Everything Preesta needs to authenticate lives in one gitignored file: Preesta/secrets/appsettings.secrets.yaml. It overlays appsettings.yaml at load time — anything you set here wins.

Full reference

Jira:
  apiToken: "ATATT3xFf..."                 # Atlassian API token
  # userName: "you@example.com"            # Server fallback
  # password: "..."

Linear:
  apiKey: "lin_api_..."

Github:
  token: "ghp_..."                         # scopes: repo + user:email

Gitlab:
  token: "glpat-..."                       # scopes: read_api (+ api for mutations)

Shortcut:
  apiToken: "sct_rw_workspace_..."         # sct_ro_* for read-only

Smtp:
  User:     "you@example.com"
  Password: "app-password"
  From:     "you@example.com"

Telegram:
  botToken: "12345:AAEV..."

Slack:
  botToken: "xoxb-..."

Rotation

When you rotate a token, replace the value and run Preesta.

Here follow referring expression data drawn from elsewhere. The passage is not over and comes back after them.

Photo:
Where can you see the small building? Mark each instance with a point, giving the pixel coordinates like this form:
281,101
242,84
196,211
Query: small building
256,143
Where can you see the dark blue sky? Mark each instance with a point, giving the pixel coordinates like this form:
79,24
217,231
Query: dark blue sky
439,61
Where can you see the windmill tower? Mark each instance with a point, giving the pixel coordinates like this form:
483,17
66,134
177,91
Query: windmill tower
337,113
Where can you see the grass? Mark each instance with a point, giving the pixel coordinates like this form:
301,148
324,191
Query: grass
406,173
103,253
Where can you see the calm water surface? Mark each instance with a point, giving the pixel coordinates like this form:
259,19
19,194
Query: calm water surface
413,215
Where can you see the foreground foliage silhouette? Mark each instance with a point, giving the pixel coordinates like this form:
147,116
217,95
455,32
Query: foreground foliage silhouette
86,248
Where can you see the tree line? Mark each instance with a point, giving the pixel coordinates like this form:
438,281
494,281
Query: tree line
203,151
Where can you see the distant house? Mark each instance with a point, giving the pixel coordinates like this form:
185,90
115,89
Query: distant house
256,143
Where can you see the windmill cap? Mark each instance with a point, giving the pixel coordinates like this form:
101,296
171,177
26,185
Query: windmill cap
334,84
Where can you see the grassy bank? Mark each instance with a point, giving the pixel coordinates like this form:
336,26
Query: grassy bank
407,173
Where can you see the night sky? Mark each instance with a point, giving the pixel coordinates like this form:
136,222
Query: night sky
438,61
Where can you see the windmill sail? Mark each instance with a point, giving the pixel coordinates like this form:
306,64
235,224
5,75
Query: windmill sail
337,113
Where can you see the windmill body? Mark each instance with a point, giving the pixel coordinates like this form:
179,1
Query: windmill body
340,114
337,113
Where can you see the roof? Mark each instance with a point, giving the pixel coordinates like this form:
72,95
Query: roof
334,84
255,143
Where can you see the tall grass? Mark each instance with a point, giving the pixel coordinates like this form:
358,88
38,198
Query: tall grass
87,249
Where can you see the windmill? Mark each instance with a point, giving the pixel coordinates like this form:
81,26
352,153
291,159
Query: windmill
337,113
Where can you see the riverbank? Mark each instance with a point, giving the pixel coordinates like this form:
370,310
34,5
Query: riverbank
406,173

No restart of any persistent process — it's a CLI, every invocation re-reads config.

If you use cron and a token expires mid-cycle, the affected pipeline starts logging Error lines until you replace the value. The other pipelines stay healthy.

Storage in production

  • Plain file — fine for self-hosted single-server deployments. Permissions: chmod 600, owned by the user running cron.
  • Docker secrets — mount the file as a secret, not a config: 
    services:
  preesta:
    image: preesta:latest
    secrets:
      - source: preesta_secrets
        target: /app/secrets/appsettings.secrets.yaml
secrets:
  preesta_secrets:
    file: ./secrets/appsettings.secrets.yaml
  • Kubernetes Secret — mount as a volume at /app/secrets/appsettings.secrets.yaml. See Installation → Kubernetes.
  • Vault / Doppler / 1Password / SOPSappsettings.secrets.yaml is plain YAML, so it round-trips through any templating system that emits files. Render before invocation.

What if I leak a token

  1. Revoke at the tracker UI immediately. URLs:
  2. Jira: id.atlassian.com/manage-profile/security/api-tokens
  3. Linear: Settings → Account → Security & Access → API
  4. GitHub: github.com/settings/tokens
  5. GitLab: User → Edit profile → Access Tokens
  6. Shortcut: app.shortcut.com/settings/account/api-tokens
  7. Generate a replacement.
  8. Update appsettings.secrets.yaml.
  9. Audit recent activity in each tracker for unexpected actions (mutations especially).
  10. If the token was in a git commit, rotate is not enough — the old value lives in git history forever. After revoking, do a git filter-repo pass if the repo is public, or just accept it (the token is dead, the history is harmless) if private.

Audit

There's no separate audit log — Preesta logs every mutation it issues at Information level with the truncated body. If you suspect an unauthorized run, grep your log sink for mutation succeeded and check timestamps + bodies.